A few years back I found myself eyeing mass produced ceramic dishes and thinking that the designs weren’t half bad. Something had changed when I wasn’t looking. The massive chasm that used to exist between the mass-produced and handmade had perceptibly narrowed. I thought of mass produced pottery as a qualitatively different than what I made. I thought of my work as the antithesis of mass-produced. Each piece deeply personal. Each piece completely unique. I didn’t worry about competing because I wasn’t playing the same game. But here were these dishes and the designs weren’t half-bad, and somehow they were encroaching. It was hard not to think of them as the enemy. An enemy who had made a surprising advance.

Ingredients, 2014. Porcelain and decals, 1.75 x 5.25 in. Photograph by Grace Sheese.If mass production is the enemy, then the enemy is mighty and not far from the door. If this was a war, was there any way my pots could win? I imagined a victory in some kind of cultural upheaval where humanity suddenly rejected the easy, unobtrusive relationship it has with commercially made objects and learned to savor the handmade. I imagined each one of my pots as a small envoy advancing this vision in the world. I still hold out hope for this vision, but it is hard not to feel like it is an uphill battle at best.

If my pots are small soldiers in some sort of broad cultural war, then the one thing I can arm them with is my human-ness. While the lackluster sameness of mass-produced pottery has improved (it has a bit more character), it still demands certain qualities: The wares have to look nearly identical, and they have to be efficient and inexpensive to make. Industry has gotten better at mimicking handmade pottery, but remnants of its production still linger. Flawless pots that are exact replicas of each other still don’t feel quite human. My kind of pottery is slow and very, very human.

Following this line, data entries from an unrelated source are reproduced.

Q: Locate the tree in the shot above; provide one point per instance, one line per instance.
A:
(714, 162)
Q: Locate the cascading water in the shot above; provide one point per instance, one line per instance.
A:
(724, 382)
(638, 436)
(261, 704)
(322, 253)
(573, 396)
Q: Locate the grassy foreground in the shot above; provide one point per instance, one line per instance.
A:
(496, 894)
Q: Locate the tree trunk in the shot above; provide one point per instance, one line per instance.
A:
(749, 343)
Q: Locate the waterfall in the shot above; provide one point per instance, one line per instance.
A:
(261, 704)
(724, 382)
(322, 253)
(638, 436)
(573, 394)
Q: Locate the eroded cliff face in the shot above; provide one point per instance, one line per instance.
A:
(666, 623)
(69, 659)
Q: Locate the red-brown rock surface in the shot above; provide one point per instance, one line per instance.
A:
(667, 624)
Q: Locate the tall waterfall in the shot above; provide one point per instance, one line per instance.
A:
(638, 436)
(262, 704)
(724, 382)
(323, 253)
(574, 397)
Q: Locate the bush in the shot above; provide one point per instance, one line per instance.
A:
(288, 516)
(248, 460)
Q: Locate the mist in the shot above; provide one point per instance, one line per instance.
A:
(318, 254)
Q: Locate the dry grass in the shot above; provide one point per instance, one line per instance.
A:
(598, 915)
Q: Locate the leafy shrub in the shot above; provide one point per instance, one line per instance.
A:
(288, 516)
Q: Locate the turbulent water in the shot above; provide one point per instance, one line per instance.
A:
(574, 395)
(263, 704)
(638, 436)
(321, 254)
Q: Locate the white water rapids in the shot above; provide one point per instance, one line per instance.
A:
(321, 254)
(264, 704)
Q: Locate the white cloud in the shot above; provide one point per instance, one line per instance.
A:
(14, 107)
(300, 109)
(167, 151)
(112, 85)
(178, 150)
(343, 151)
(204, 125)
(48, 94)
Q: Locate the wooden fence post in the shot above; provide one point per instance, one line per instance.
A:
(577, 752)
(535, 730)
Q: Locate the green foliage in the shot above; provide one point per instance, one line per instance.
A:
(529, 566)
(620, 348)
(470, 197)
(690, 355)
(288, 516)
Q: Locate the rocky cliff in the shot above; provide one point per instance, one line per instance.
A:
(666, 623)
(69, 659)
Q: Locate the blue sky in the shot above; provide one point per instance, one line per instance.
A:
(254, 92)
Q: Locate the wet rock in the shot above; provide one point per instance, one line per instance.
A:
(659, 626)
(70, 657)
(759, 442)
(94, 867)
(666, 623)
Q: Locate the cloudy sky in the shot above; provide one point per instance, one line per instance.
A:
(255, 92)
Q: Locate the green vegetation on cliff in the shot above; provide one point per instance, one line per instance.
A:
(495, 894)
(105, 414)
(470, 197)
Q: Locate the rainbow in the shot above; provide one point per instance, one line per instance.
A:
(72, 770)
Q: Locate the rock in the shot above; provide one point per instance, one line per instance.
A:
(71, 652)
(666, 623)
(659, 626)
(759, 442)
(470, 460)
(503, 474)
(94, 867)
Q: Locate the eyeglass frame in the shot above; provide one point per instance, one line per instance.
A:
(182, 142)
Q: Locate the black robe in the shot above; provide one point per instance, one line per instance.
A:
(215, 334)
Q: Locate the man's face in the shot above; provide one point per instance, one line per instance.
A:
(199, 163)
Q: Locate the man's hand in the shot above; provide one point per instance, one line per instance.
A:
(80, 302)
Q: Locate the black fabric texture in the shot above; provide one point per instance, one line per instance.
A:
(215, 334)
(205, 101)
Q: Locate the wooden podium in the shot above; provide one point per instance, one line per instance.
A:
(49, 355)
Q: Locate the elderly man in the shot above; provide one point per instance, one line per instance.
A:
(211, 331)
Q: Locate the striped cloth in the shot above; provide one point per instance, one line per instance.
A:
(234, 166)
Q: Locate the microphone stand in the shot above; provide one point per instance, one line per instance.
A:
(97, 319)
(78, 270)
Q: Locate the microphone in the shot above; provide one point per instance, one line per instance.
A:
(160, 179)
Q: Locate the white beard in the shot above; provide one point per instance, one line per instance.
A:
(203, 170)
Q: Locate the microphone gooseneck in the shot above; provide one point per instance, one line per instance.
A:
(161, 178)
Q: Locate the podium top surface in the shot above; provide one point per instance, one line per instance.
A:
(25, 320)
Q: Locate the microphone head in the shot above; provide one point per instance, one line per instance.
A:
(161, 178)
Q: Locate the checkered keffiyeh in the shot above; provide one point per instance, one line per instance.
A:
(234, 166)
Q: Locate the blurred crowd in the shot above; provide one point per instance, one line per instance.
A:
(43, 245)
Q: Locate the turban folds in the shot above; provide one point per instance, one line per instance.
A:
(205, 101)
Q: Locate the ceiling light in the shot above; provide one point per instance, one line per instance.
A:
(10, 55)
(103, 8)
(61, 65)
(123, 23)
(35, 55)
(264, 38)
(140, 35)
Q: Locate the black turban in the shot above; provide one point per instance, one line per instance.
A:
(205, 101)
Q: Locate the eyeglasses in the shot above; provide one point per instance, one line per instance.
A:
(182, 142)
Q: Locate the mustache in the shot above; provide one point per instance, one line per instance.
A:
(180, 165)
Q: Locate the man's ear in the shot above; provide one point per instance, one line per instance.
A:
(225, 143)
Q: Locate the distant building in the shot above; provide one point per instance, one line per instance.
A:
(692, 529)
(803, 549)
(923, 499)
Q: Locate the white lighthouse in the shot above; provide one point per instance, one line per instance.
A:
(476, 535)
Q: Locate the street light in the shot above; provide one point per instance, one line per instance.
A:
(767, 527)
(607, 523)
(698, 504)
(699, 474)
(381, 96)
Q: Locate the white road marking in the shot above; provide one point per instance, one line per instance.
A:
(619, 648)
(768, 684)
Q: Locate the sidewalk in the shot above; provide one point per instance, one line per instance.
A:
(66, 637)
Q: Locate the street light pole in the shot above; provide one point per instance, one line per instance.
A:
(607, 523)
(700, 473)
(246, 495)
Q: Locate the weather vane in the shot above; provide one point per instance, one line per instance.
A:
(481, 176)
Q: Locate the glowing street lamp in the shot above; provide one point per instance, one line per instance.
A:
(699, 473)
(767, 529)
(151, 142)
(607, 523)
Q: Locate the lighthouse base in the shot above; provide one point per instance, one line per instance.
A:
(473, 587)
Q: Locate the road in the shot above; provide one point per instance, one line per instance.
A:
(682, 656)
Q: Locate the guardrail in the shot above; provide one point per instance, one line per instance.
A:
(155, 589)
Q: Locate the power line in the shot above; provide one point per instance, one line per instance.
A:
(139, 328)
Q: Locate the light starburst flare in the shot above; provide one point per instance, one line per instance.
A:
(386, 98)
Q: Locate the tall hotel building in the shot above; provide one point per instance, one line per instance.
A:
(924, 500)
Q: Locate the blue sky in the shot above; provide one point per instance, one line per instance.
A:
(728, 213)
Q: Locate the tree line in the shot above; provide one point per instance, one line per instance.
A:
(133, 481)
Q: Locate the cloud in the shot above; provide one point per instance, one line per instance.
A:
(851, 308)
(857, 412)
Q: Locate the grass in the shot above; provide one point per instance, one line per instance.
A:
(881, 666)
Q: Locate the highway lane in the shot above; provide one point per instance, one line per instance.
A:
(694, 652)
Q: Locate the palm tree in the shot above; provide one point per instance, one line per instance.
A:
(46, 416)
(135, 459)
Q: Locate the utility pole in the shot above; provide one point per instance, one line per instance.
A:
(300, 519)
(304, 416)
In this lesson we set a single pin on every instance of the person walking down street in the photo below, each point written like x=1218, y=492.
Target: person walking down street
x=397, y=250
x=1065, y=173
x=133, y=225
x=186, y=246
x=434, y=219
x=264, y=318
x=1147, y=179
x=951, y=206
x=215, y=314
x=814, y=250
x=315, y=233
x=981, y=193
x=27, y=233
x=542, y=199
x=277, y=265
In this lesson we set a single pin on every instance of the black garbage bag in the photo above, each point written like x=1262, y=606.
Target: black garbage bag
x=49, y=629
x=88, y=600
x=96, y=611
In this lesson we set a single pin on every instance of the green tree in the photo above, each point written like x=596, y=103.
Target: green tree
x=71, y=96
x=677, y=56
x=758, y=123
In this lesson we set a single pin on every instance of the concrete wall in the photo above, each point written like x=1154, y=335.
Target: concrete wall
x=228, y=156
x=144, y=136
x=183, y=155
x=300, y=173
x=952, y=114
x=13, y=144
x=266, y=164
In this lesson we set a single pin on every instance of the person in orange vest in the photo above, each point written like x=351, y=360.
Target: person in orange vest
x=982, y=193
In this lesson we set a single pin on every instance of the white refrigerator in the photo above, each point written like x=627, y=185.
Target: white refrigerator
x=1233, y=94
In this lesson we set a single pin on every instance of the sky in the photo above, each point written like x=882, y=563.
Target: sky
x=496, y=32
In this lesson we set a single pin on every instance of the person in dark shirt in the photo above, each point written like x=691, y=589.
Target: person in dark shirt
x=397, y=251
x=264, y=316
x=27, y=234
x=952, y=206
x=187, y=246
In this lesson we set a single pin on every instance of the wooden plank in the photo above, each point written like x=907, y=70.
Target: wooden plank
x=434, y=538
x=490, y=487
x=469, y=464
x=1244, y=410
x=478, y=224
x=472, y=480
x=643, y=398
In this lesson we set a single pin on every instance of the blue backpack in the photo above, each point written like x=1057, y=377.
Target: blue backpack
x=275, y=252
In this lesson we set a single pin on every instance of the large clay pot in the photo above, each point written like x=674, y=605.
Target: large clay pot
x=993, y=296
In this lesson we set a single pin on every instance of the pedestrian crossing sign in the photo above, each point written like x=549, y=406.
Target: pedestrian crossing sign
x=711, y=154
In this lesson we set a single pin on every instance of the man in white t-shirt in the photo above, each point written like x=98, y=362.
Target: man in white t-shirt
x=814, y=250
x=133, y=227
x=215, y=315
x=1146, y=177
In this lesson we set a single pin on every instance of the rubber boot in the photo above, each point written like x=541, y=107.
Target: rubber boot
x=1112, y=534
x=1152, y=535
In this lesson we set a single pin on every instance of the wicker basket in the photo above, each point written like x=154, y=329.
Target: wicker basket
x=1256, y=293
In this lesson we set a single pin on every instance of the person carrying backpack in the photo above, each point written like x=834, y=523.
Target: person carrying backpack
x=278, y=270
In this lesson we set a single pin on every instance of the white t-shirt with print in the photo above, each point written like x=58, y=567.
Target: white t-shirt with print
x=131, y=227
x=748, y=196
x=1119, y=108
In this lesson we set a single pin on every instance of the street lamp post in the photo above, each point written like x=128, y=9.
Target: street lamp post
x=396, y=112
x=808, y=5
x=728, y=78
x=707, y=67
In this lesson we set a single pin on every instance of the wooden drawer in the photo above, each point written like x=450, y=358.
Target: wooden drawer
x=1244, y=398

So how does one go about highlighting human-ness? How do I draw attention to the fact that the pots I create are made with my hands? To find out, I decided I would do the things machines couldn’t do well. I started with form. I altered my thrown pots through faceting. I delighted in cutting into a perfectly round pot – each cut a bit closer to human. I began adding oddities like protrusions for the fingers to rest upon, little bobbles or dangles meant for its user to play with.